Archive-only list for patches
 help / color / mirror / Atom feed
From: Greg Kroah-Hartman <gregkh@linuxfoundation.org>
To: stable@vger.kernel.org
Cc: Greg Kroah-Hartman <gregkh@linuxfoundation.org>,
	patches@lists.linux.dev, Neal Cardwell <ncardwell@google.com>,
	Yuchung Cheng <ycheng@google.com>,
	Eric Dumazet <edumazet@google.com>,
	Xin Guo <guoxin0309@gmail.com>, Jakub Kicinski <kuba@kernel.org>,
	Sasha Levin <sashal@kernel.org>
Subject: [PATCH 4.19 81/91] tcp: fix delayed ACKs for MSS boundary condition
Date: Mon,  9 Oct 2023 15:06:53 +0200	[thread overview]
Message-ID: <20231009130114.361204842@linuxfoundation.org> (raw)
In-Reply-To: <20231009130111.518916887@linuxfoundation.org>

4.19-stable review patch.  If anyone has any objections, please let me know.

------------------

From: Neal Cardwell <ncardwell@google.com>

[ Upstream commit 4720852ed9afb1c5ab84e96135cb5b73d5afde6f ]

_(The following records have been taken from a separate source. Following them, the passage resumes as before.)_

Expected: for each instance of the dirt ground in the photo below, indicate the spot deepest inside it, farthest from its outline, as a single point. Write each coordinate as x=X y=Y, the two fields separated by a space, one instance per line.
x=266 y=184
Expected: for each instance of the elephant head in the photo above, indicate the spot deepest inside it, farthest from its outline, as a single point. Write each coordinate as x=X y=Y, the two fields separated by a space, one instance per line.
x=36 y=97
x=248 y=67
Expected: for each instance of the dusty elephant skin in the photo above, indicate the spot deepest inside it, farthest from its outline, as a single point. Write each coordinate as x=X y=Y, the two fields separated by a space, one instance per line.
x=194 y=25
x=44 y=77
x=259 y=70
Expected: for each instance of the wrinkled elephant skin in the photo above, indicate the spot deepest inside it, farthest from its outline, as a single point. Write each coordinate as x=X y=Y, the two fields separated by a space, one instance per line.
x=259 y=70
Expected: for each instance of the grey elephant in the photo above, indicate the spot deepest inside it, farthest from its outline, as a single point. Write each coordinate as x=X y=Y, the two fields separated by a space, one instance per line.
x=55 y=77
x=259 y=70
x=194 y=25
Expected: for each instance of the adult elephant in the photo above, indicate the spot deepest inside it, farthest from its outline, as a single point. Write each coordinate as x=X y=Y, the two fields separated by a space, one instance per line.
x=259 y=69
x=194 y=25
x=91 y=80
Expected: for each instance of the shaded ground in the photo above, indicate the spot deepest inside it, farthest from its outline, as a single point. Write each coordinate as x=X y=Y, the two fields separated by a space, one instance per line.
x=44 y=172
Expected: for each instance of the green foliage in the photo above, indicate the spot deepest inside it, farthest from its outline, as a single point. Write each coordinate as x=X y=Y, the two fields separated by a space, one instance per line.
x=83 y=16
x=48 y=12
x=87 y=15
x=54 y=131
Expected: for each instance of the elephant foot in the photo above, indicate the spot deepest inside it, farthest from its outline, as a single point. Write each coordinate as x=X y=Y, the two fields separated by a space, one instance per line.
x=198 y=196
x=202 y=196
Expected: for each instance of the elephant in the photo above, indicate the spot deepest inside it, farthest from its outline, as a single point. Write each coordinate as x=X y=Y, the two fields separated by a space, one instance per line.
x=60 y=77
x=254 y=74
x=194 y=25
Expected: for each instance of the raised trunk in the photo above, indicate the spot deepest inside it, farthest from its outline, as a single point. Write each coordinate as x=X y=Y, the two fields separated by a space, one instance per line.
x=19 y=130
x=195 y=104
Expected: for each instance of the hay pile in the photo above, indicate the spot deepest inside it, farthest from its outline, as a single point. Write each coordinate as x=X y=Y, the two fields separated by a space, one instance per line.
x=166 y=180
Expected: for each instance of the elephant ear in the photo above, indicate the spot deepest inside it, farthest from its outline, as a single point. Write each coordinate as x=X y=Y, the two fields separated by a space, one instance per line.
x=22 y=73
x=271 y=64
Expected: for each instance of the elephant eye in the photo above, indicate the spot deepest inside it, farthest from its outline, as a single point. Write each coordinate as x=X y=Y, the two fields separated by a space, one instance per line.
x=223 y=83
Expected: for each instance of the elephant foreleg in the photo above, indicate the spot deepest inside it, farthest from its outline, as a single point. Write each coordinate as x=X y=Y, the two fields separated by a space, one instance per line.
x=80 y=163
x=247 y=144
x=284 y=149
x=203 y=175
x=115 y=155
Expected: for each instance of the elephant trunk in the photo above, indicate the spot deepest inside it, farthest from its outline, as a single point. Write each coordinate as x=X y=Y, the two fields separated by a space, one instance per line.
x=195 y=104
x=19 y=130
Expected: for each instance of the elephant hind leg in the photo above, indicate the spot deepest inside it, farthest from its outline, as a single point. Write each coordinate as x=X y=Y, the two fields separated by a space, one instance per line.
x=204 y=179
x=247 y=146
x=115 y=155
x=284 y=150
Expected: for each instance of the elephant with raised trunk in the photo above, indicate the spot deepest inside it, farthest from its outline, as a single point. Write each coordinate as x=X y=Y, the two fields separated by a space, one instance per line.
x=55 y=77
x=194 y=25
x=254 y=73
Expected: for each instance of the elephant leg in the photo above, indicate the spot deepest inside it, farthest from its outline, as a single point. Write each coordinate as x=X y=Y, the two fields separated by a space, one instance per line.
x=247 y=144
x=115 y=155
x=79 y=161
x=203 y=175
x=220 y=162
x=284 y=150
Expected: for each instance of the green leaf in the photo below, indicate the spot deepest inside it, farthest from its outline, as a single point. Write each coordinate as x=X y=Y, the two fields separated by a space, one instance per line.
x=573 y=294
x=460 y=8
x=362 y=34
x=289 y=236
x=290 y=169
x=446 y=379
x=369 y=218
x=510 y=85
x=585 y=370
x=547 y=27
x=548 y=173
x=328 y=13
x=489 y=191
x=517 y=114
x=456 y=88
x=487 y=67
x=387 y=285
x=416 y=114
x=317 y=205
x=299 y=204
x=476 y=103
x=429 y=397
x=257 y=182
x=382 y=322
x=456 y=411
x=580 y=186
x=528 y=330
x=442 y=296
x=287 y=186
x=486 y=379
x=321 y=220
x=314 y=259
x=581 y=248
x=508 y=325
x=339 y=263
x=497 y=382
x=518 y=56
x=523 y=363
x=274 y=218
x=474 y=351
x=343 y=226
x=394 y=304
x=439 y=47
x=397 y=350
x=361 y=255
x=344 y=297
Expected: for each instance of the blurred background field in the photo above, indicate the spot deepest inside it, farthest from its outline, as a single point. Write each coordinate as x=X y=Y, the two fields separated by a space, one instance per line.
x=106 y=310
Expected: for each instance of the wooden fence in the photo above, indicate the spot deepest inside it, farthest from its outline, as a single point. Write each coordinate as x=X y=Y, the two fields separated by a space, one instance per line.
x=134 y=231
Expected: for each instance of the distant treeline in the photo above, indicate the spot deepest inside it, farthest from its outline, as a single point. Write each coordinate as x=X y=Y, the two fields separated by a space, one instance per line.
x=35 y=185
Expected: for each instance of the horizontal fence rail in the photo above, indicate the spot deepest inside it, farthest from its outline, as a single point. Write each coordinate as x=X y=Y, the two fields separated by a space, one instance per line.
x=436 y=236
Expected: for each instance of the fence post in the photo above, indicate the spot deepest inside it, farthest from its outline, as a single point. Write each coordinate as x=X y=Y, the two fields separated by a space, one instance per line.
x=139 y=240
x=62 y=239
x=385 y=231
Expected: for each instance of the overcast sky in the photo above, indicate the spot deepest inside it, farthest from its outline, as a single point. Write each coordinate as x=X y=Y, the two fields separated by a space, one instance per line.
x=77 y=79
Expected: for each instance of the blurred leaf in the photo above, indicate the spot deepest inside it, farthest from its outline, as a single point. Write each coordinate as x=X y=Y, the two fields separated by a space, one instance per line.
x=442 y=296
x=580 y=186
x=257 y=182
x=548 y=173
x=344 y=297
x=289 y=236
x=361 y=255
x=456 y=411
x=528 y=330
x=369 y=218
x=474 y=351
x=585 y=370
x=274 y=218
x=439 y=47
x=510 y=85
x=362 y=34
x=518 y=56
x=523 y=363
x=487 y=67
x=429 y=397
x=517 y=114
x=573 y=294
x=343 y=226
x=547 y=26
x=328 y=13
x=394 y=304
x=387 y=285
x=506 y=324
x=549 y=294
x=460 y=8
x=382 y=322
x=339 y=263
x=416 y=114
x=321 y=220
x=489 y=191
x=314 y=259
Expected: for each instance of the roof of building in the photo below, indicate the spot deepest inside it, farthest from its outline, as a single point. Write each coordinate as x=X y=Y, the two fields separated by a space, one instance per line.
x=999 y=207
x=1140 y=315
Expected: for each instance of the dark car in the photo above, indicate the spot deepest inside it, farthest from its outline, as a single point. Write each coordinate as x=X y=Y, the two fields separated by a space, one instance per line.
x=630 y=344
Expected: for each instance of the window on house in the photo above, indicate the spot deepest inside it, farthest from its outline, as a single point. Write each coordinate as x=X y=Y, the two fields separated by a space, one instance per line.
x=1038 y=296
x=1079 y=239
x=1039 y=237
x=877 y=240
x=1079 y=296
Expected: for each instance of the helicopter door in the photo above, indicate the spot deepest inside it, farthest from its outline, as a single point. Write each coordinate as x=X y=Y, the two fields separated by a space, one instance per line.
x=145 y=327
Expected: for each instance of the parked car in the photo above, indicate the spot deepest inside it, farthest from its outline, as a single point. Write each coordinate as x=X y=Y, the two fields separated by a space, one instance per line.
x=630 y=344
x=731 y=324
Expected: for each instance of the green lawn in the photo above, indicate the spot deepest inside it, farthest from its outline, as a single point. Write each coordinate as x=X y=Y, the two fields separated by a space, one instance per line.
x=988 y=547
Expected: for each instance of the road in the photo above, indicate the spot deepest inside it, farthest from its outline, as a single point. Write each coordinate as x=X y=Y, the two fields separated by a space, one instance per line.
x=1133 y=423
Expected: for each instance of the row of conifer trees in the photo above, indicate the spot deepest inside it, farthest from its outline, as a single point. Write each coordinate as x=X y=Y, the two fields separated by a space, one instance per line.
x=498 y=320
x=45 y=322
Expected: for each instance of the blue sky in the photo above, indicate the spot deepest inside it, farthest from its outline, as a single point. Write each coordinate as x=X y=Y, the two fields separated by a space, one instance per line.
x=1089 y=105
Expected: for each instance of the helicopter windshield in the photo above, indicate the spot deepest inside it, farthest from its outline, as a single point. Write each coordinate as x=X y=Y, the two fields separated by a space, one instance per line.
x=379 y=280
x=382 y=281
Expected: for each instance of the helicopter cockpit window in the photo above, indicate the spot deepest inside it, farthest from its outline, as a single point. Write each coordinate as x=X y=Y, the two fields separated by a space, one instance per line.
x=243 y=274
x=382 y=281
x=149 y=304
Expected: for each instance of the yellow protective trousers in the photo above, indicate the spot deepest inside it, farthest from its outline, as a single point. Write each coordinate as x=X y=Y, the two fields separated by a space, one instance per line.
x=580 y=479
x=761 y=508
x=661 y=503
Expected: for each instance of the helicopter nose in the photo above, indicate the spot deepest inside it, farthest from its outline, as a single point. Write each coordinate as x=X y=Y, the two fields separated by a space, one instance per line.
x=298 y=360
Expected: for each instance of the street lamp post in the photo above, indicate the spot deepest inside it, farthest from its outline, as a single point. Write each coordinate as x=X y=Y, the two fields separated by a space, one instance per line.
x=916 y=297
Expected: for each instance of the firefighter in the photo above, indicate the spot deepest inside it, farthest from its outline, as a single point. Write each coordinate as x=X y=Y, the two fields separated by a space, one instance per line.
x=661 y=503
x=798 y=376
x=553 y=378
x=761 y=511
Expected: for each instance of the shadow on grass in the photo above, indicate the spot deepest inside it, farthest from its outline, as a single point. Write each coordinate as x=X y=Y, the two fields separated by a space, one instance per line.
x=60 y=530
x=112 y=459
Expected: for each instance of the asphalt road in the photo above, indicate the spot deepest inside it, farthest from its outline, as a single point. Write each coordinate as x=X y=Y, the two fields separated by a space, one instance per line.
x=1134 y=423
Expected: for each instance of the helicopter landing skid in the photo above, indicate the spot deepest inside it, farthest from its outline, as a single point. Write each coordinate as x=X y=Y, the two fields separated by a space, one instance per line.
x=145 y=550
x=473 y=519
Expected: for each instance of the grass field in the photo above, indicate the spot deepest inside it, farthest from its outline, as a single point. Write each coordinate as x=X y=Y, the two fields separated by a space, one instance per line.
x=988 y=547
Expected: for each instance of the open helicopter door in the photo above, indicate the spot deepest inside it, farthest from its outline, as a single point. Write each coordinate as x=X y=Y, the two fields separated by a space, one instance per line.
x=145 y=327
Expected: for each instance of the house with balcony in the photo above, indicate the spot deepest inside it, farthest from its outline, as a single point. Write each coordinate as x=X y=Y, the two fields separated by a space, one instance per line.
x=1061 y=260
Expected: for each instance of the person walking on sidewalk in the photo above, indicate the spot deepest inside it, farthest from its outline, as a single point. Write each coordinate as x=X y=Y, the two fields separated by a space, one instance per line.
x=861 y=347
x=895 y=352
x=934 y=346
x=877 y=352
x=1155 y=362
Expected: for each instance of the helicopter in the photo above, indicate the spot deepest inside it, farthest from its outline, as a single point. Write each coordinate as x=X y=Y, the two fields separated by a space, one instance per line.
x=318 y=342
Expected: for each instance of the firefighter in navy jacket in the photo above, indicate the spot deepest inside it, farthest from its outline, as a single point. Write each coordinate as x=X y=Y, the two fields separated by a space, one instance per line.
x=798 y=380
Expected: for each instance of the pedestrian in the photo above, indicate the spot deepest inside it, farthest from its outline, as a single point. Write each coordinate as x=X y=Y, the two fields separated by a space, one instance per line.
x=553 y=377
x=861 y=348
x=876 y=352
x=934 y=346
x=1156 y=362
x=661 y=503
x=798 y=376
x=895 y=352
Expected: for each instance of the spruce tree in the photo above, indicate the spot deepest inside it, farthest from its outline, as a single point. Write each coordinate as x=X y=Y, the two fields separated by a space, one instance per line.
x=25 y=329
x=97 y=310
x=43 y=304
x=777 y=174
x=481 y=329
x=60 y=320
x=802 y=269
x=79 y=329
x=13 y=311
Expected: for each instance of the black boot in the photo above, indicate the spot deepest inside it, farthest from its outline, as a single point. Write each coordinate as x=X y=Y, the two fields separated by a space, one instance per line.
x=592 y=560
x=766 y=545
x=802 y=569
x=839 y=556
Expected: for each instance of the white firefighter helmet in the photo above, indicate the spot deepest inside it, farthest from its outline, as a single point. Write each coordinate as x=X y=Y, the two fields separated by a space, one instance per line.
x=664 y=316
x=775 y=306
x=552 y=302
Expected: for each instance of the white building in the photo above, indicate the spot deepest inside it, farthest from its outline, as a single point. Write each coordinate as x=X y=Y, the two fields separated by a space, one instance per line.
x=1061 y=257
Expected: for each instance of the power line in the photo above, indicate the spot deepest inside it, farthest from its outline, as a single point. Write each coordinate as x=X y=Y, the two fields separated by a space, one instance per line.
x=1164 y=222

This commit fixes poor delayed ACK behavior that can cause poor TCP
latency in a particular boundary condition: when an application makes
a TCP socket write that is an exact multiple of the MSS size.

The problem is that there is painful boundary discontinuity in the
current delayed ACK behavior. With the current delayed ACK behavior,
we have:

(1) If an app reads data when > 1*MSS is unacknowledged, then
    tcp_cleanup_rbuf() ACKs immediately because of:

     tp->rcv_nxt - tp->rcv_wup > icsk->icsk_ack.rcv_mss ||

(2) If an app reads all received data, and the packets were < 1*MSS,
    and either (a) the app is not ping-pong or (b) we received two
    packets < 1*MSS, then tcp_cleanup_rbuf() ACKs immediately beecause
    of:

     ((icsk->icsk_ack.pending & ICSK_ACK_PUSHED2) ||
      ((icsk->icsk_ack.pending & ICSK_ACK_PUSHED) &&
       !inet_csk_in_pingpong_mode(sk))) &&

(3) *However*: if an app reads exactly 1*MSS of data,
    tcp_cleanup_rbuf() does not send an immediate ACK. This is true
    even if the app is not ping-pong and the 1*MSS of data had the PSH
    bit set, suggesting the sending application completed an
    application write.

Thus if the app is not ping-pong, we have this painful case where
>1*MSS gets an immediate ACK, and <1*MSS gets an immediate ACK, but a
write whose last skb is an exact multiple of 1*MSS can get a 40ms
delayed ACK. This means that any app that transfers data in one
direction and takes care to align write size or packet size with MSS
can suffer this problem. With receive zero copy making 4KB MSS values
more common, it is becoming more common to have application writes
naturally align with MSS, and more applications are likely to
encounter this delayed ACK problem.

The fix in this commit is to refine the delayed ACK heuristics with a
simple check: immediately ACK a received 1*MSS skb with PSH bit set if
the app reads all data. Why? If an skb has a len of exactly 1*MSS and
has the PSH bit set then it is likely the end of an application
write. So more data may not be arriving soon, and yet the data sender
may be waiting for an ACK if cwnd-bound or using TX zero copy. Thus we
set ICSK_ACK_PUSHED in this case so that tcp_cleanup_rbuf() will send
an ACK immediately if the app reads all of the data and is not
ping-pong. Note that this logic is also executed for the case where
len > MSS, but in that case this logic does not matter (and does not
hurt) because tcp_cleanup_rbuf() will always ACK immediately if the
app reads data and there is more than an MSS of unACKed data.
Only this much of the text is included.